When we went down in the hall, Richard looked anxiously at me, but I did not feel as if I had ever been there before; I really had no feeling. I said good-bye to Bettina, who was the only servant that I saw, and Richard put me into the carriage. When, we drove away, I did not even look back. As we passed out of the gate, I said to him, "What day of the month is it to-day?"
"It is the first of September," he returned.
"And when did I come here?" I asked.
"Early in June, was it not?" he said. "You know I was not here."
"Then it is not three months," and I leaned back wearily in the carriage, and was silent.

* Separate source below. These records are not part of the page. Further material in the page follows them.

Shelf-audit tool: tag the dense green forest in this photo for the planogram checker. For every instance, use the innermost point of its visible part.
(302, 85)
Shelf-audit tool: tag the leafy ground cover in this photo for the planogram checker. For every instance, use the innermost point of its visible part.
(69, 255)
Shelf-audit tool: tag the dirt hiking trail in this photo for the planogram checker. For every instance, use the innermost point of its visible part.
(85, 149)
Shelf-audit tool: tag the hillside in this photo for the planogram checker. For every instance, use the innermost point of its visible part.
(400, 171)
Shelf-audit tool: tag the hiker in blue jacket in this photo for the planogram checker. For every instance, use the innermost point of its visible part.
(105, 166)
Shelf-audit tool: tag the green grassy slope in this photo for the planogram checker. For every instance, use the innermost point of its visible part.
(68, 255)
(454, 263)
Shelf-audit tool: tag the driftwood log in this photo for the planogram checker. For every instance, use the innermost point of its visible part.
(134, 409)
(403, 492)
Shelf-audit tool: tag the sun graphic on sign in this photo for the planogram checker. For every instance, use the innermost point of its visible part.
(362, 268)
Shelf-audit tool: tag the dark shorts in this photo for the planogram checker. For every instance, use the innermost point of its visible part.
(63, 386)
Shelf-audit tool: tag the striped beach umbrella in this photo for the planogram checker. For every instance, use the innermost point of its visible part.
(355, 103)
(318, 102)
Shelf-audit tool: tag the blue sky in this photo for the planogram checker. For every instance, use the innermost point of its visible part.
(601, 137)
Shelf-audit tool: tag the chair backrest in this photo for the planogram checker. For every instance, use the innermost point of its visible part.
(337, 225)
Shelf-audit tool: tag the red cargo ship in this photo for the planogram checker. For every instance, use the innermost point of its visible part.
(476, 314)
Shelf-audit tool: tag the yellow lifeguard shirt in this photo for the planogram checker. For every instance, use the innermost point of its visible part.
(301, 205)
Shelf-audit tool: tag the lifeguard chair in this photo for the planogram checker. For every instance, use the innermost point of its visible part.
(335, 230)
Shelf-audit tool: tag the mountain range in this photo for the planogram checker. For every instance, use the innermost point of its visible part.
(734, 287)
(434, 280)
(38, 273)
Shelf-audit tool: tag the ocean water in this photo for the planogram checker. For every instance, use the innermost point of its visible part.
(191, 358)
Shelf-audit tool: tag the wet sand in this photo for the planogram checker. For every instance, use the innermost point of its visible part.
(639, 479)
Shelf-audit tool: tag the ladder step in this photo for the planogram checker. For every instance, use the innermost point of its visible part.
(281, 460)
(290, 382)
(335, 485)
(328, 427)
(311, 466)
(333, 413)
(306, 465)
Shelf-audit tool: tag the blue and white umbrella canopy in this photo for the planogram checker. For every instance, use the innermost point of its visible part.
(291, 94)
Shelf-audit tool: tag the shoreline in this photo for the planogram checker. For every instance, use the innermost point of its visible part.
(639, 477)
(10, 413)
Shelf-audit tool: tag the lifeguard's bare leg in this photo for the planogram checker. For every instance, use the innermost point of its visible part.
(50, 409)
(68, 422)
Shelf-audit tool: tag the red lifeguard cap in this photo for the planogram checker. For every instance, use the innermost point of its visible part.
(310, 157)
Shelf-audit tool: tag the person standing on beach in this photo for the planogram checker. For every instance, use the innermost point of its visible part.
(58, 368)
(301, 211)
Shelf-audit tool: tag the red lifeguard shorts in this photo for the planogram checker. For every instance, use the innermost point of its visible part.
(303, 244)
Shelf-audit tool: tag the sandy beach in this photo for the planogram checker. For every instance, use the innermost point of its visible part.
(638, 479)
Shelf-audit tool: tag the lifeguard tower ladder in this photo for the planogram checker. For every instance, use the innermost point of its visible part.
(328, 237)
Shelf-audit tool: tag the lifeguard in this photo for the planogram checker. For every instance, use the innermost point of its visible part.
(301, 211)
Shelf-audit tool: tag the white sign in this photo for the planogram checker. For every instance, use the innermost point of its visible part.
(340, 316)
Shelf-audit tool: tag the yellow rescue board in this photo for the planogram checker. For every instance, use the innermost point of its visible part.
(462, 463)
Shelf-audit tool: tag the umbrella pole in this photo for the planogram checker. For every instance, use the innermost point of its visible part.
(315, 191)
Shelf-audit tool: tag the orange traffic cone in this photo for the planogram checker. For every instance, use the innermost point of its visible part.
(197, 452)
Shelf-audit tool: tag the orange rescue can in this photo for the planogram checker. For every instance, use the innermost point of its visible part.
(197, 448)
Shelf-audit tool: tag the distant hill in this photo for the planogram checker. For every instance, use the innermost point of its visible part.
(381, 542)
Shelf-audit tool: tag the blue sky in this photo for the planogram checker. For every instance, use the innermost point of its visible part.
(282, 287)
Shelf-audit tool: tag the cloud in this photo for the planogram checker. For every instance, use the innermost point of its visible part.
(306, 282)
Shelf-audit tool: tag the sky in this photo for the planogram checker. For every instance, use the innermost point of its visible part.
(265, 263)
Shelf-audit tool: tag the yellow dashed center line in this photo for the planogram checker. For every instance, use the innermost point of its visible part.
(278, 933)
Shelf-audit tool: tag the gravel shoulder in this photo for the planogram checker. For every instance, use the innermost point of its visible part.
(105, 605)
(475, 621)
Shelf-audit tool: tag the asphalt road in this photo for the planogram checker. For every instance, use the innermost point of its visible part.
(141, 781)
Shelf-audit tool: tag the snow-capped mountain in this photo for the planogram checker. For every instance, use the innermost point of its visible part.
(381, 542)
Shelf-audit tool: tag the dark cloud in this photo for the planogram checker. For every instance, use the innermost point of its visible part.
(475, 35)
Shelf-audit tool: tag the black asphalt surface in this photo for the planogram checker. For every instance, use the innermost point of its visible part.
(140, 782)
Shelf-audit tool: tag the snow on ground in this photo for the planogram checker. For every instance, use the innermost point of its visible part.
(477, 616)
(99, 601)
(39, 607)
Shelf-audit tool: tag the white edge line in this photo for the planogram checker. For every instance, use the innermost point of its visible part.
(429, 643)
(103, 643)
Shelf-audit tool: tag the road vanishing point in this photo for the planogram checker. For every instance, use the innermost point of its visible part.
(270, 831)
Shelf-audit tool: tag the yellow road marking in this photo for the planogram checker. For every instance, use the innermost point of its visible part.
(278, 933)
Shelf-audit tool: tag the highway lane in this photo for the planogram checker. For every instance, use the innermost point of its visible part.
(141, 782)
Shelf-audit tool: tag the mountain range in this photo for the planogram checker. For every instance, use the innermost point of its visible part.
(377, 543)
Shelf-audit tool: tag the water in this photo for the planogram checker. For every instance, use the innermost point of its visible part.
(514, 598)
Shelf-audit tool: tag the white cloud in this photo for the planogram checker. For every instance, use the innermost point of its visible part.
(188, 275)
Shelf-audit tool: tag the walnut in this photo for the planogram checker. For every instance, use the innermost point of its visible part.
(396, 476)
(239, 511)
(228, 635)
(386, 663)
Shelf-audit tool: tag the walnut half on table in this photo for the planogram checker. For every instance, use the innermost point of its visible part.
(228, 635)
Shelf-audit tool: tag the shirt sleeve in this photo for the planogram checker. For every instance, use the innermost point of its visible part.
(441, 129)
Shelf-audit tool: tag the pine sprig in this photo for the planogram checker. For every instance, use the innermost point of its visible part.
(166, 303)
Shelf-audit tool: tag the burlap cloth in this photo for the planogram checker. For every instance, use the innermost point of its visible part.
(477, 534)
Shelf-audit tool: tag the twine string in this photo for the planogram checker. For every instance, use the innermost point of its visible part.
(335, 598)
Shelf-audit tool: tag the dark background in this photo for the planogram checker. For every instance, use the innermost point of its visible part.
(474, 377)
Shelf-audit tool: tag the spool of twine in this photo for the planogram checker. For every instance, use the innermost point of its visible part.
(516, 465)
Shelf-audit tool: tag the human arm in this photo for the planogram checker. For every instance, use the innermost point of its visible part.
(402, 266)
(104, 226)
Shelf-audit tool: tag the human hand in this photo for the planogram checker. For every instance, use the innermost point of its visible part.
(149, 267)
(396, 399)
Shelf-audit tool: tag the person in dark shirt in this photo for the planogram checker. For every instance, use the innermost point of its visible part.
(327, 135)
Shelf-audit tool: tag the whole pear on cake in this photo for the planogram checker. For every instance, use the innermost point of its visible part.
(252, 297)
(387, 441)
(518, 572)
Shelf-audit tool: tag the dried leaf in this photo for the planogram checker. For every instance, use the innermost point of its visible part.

Before we reached the city, Richard had good reason to think that I was very ill. He made me as comfortable as he could, poor fellow! but I was so restless, I could not keep in one position two minutes at a time. Several times I turned to him and said, "It is suffocating in this car; cannot the window be put up?" and when it was put up, I would seem to feel no relief, and in a few moments, perhaps, would be shaking with a nervous chill. It must have been a miserable journey, as I remember it. Once I said to Richard, after some useless trouble I had put him to, "I am very sorry, Richard, I don't know how to help it, I feel so dreadfully."
Richard tried to answer, but his voice was husky, and he bent his head down to arrange the bundle of shawls beneath my feet. I knew that there were tears in his eyes, and that that was the reason that he did not speak. It made me strangely, momentarily grateful.